A graphical depiction of the mapping between these parameters is shown in Figure S1. Using the relationship (\( S_{RDC}^{2} = S_{overall}^{2} S_{RDC, unscaled}^{2} \)), these equations can be written as

$$ \sigma_{x}^{2} = \frac{{1 - S_{overall} \sqrt {\left( {1 - \eta^{2} } \right)S_{RDC,unscaled}^{2} } + S_{overall} \eta \sqrt {3S_{RDC,unscaled}^{2} } }}{3} $$
(35)
$$ \sigma_{y}^{2} = \frac{{1 - S_{overall} \sqrt {\left( {1 - \eta^{2} } \right)S_{RDC,unscaled}^{2} } - S_{overall} \eta \sqrt {3S_{RDC,unscaled}^{2} } }}{3} $$
(36)

Since the variance must always be positive, the axis with the least variance (\( (\sigma_{y}^{2} ) \) should also be positive. Thus, the following inequalities are derived relating \( S_{RDC}^{2} \) and η to \( \sigma_{y}^{2} \)
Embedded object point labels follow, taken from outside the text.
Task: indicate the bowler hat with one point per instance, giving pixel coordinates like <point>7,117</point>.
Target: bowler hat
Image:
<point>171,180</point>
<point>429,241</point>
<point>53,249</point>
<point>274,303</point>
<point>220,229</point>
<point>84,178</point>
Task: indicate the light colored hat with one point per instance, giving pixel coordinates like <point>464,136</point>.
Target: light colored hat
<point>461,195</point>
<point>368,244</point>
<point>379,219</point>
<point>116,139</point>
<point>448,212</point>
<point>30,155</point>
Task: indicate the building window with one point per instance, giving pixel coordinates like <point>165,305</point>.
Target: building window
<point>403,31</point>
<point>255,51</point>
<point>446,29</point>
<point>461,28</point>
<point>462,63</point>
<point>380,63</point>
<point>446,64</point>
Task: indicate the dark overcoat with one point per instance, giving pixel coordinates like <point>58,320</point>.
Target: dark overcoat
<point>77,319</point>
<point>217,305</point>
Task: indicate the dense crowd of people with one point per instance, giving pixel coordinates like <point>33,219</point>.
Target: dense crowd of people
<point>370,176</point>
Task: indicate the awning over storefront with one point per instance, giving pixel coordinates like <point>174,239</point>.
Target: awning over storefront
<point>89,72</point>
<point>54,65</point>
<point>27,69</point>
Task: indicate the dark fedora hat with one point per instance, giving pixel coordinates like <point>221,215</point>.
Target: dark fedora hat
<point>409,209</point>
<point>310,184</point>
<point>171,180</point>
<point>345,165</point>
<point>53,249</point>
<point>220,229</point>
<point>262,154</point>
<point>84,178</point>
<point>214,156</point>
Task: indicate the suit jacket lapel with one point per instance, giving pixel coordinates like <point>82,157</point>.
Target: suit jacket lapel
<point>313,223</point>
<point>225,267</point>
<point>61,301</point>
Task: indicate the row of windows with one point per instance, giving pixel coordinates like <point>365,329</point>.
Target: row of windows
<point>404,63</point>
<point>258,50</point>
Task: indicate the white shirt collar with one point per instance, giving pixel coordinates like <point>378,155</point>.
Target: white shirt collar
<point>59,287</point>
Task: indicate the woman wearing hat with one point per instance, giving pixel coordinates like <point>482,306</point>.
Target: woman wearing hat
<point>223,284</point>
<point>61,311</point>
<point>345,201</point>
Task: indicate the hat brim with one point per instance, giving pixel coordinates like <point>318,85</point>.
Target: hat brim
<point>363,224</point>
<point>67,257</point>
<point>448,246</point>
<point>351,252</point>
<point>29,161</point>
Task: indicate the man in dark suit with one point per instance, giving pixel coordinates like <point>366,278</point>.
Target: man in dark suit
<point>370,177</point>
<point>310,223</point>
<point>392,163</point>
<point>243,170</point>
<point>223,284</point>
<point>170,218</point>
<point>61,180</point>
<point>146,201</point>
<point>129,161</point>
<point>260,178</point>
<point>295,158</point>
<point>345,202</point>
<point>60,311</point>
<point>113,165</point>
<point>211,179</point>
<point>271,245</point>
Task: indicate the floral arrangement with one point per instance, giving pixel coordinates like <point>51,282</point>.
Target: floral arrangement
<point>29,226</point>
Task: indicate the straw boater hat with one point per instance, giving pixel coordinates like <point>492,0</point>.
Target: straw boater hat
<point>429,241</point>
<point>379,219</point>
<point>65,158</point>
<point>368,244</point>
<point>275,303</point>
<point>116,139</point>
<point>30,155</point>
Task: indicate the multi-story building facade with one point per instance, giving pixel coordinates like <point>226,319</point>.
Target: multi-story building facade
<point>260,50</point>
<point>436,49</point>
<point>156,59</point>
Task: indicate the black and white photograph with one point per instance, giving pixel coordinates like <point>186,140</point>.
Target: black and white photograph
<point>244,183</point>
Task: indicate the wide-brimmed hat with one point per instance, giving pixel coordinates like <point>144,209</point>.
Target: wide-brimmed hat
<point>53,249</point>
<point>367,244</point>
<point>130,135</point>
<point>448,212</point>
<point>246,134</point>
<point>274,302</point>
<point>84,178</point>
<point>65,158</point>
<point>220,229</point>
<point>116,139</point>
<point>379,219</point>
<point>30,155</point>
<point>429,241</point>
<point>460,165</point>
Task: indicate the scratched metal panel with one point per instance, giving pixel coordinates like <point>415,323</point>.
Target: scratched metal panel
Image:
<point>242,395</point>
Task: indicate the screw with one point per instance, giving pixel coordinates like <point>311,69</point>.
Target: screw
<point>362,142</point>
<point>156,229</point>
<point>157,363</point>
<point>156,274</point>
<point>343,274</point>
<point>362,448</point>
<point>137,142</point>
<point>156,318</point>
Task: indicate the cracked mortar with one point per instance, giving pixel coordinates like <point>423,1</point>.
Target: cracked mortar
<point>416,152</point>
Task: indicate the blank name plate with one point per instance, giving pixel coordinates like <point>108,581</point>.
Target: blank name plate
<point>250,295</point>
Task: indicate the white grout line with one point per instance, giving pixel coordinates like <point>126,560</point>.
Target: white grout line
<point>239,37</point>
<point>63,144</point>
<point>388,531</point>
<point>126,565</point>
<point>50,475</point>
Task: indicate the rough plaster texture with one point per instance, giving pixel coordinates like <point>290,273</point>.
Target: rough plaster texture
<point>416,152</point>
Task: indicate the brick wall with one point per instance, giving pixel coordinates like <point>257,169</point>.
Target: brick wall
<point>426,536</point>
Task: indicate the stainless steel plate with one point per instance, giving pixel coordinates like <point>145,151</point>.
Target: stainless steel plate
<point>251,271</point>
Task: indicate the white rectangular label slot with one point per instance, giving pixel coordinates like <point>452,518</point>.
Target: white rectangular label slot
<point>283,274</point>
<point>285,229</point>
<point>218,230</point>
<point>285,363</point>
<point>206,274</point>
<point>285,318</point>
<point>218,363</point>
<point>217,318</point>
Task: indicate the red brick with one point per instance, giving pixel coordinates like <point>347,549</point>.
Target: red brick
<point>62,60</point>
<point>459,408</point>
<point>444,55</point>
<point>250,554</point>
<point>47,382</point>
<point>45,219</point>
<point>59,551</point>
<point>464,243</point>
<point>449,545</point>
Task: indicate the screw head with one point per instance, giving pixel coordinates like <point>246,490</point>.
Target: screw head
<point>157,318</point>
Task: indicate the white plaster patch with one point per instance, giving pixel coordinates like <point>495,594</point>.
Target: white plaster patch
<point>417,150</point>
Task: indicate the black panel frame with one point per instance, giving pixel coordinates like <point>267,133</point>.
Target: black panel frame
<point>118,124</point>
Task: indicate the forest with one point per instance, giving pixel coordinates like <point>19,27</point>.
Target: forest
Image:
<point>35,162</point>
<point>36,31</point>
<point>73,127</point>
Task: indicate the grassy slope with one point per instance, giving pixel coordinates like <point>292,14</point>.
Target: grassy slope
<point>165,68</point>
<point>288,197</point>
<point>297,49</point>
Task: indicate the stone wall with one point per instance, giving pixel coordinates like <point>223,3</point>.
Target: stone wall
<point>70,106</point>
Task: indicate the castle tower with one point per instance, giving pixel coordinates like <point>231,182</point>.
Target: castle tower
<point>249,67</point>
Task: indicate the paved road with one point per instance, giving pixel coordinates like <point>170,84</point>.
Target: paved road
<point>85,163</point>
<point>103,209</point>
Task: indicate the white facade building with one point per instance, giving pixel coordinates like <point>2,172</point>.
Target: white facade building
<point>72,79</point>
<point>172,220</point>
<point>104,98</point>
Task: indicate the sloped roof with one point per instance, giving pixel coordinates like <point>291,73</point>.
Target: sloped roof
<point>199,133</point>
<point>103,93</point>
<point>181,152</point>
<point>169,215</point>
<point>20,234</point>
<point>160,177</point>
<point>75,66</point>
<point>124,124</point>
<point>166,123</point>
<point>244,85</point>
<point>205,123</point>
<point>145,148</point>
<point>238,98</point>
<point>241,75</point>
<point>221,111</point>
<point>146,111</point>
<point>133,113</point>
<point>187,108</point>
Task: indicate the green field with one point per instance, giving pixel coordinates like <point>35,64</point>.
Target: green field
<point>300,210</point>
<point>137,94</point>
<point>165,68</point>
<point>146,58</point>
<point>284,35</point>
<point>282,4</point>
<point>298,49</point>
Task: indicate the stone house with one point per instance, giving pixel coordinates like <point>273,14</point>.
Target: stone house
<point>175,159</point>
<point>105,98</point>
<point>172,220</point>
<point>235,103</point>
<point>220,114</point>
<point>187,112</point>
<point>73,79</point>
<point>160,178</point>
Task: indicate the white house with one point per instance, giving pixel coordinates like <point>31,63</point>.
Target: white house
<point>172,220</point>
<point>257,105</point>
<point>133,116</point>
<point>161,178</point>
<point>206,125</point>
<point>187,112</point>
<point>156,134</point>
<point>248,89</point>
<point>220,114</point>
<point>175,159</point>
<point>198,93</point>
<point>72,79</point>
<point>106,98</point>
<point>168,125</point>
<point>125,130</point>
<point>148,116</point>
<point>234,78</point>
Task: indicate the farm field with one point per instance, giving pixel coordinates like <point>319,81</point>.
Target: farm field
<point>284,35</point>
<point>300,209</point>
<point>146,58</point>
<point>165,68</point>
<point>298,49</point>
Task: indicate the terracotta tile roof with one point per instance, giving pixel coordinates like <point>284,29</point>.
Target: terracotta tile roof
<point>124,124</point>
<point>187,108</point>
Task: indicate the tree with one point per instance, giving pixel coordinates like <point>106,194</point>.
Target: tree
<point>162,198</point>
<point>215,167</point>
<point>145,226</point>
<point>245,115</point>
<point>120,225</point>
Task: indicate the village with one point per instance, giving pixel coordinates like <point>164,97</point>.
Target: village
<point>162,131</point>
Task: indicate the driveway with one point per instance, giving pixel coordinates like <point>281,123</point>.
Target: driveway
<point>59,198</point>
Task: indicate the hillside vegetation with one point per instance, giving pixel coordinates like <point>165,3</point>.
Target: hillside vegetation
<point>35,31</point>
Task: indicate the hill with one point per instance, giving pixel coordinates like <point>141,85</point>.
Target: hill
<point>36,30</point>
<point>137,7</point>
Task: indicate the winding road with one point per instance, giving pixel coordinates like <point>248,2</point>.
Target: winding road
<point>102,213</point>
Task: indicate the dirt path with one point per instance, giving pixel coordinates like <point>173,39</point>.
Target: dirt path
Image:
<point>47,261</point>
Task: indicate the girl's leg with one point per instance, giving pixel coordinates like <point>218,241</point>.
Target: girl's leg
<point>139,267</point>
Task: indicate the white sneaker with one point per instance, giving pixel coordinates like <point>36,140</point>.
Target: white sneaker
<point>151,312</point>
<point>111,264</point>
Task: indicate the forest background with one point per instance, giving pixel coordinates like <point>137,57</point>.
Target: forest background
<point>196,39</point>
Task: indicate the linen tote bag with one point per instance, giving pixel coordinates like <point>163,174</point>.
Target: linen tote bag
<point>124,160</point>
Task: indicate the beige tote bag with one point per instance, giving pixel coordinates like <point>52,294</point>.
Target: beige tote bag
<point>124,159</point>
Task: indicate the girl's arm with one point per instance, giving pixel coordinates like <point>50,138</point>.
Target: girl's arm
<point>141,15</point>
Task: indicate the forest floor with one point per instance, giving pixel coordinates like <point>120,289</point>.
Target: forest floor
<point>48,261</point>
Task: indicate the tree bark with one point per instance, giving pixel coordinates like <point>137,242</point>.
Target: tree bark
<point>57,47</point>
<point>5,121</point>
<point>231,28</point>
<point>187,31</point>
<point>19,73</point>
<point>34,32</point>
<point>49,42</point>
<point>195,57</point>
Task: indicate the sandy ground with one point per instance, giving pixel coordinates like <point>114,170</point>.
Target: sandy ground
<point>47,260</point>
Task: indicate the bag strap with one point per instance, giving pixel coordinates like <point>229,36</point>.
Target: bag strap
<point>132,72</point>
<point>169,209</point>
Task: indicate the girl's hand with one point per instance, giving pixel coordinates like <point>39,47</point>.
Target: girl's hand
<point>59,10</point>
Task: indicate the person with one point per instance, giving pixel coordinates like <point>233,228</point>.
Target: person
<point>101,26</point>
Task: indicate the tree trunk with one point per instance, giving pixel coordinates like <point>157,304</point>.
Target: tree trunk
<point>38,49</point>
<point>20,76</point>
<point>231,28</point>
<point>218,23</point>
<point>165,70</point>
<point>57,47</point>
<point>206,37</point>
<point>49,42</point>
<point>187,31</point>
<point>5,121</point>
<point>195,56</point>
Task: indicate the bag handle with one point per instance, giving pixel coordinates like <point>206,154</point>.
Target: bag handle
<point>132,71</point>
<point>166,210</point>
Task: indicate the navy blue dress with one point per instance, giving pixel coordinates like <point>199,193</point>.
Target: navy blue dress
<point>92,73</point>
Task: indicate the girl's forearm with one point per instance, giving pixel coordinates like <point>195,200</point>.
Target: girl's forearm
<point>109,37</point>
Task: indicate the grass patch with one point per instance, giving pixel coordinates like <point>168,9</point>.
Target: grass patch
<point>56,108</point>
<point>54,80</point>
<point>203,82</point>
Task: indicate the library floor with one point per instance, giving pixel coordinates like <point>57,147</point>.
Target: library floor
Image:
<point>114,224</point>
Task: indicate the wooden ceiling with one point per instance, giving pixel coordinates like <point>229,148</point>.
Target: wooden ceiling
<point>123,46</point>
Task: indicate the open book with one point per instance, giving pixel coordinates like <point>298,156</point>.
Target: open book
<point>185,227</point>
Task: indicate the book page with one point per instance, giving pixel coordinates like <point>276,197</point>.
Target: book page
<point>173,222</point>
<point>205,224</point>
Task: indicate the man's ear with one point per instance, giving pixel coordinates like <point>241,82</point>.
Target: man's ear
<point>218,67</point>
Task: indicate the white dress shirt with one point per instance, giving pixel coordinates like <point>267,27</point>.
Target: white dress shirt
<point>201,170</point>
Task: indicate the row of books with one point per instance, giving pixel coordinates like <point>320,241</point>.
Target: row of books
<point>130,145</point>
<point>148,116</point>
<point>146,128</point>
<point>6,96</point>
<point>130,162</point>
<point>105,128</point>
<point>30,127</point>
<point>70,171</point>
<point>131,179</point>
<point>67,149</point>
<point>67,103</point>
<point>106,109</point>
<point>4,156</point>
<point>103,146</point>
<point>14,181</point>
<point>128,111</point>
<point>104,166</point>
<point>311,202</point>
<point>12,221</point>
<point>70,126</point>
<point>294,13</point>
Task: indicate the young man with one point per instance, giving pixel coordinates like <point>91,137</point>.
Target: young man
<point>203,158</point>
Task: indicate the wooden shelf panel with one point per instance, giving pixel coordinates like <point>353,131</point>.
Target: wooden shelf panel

$$ \sigma_{y}^{2} = \frac{{1 - S_{overall} \sqrt {\left( {1 - \eta^{2} } \right)S_{RDC,unscaled}^{2} } - S_{overall} \eta \sqrt {3S_{RDC,unscaled}^{2} } }}{3} \ge 0 $$
(37)
$$ \begin{aligned} S_{overall} &\le \frac{1}{{\sqrt {\left( {1 - \eta^{2} } \right)S_{RDC,unscaled}^{2} } + \eta \sqrt {3S_{RDC,unscaled}^{2} } }} \\ &= - \frac{1}{{2B_{yy}^{unscaled} }} = S_{overall}^{max} .\end{aligned} $$
(38)

Using Eq. (38), residue-specific \( S_{overall}^{max} \) can be obtained using \( S_{RDC}^{2} \) and η, or from the lowest eigenvalue. The eigenvalue definition of \( S_{overall}^{max} \) follows directly from Eq. (27).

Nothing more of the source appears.